Agnès Bely, PLP au lycée Hôtelier de Marseille, militante du SNUEP-FSU.
« Les effectifs d’élèves progressent dans notre académie. Nous avons dans les DGH quelques heures en plus, mais elles ne se traduisent pas par des créations de postes. Ce sont soit des heures supplémentaires soit des heures sur lesquelles seront recruté.es des contractuel.les. L’attractivité du métier n’en sort pas gagnante. Il devient quasiment impossible dans certaines disciplines (éco-gestion, STMS) d’obtenir l’académie, ce qui n’incite pas les étudiants à passer les concours. Beaucoup de stagiaires renoncent au bénéfice du concours pour rester non-titulaires.
Hier et aujourd’hui ont lieu les épreuves du Bac Pro ce qui, à ce moment du calendrier, revient à raccourcir de 4 semaines l’année scolaire. C’est à l’exact opposé de ce qu’il faudrait faire : une augmentation du niveau de qualification. Tout cela pour mettre en place une réforme idéologique dit « parcours en Y » où les élèves sont séparés entre ceux qui vont effectuer six semaines de stage (rémunérés par l’état 100 € par semaine) et ceux qui poursuivront l’année au lycée avec une hypothétique poursuite d’études. Les stagiaires entrent en concurrence avec les apprentis compte tenu des baisses de dotation pour l’apprentissage. C’est une manne pour les entreprises. En plus, rester au lycée n’est pas une des conditions pour s’inscrire dans une formation post-bac de type BTS. La répartition entre « stage » et « poursuite d’études » est très variable d’un lycée à l’autre, ce qui continue à éclater le système éducatif. Par exemple dans mon établissement 4 élèves sur 75 ont choisi de finir l’année au lycée et vont se retrouver intégrés, dans le meilleur des cas, en classe de BTS ou alors seront commis de cuisine à la cantine. C’est du n’importe quoi. »
« L’enseignement privé ne remplit pas les missions de service public »
Eric Mampey, PLP au lycée professionnel Poinso-Chapuis à Marseille, secrétaire académique UNSA Éducation
« Nous voulons montrer au gouvernement que nous sommes contre la diminution des indemnités journalières versées. Il n’y a pas de raison d’être pénalisé en cas d’arrêt maladie. Nous voulons que le gouvernement revienne sur sa décision de geler la Garantie Individuelle du Pouvoir d’Achat (possibilité pour un fonctionnaire qui n’a pas été augmenté depuis 4 ans de bénéficier d’une prime). Et bien évidemment nous voulons revenir à un âge légal de départ à la retraite à 62 ans et pas 64, même s’il existe un projet de décret pour un départ progressif à 60 ans dans la fonction publique sur la base du volontariat. Sur les questions budgétaires, nous considérons que le nombre de fonctionnaires qui forment la communauté éducative, ne doit pas baisser. Au contraire, il faut profiter de la situation actuelle pour augmenter le taux d’encadrement. Nous avons aussi besoin d’une revitalisation de la carte scolaire en ce qui concerne l’Éducation Prioritaire plutôt que de favoriser l’enseignement privé qui ne remplit pas les missions de service public.

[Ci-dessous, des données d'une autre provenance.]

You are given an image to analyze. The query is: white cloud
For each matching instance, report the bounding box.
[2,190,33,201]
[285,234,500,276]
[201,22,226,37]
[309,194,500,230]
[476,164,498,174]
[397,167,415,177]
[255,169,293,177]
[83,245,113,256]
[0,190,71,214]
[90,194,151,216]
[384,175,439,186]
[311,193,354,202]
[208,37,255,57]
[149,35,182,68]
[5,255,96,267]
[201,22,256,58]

« Il faut toujours faire plus avec un peu moins de moyens »
Léa Comushian, professeure d’anglais au collège J-C Izzo (classé REP+), militante au SNES-FSU d’Aix-Marseille.
« Dans mon établissement l’état d’esprit oscille entre colère et épuisement. Nous avions demandé beaucoup plus d’heures pour l’accueil de nos élèves en difficulté, ce qui a été refusé. D’une façon générale les moyens sont soit constants, soit à la baisse, il faut toujours faire plus avec un peu moins de moyens.
La mobilisation d’aujourd’hui n’est pas à la hauteur de ce que l’on espérait contrairement à la grève éducation du 5 décembre dernier. Le contexte politique, la pression du RN, le manque de cohérence du gouvernement, le sentiment d’abandon pour le service public créent une certaine résignation que nous essayons de combattre. Ce n’est pas évident pour les collègues de partir à chaque reprise au combat quand ils-elles voient leurs conditions de travail et d’études pour les jeunes se dégrader. Mais il faut malgré tout continuer à lutter. C’est vital ».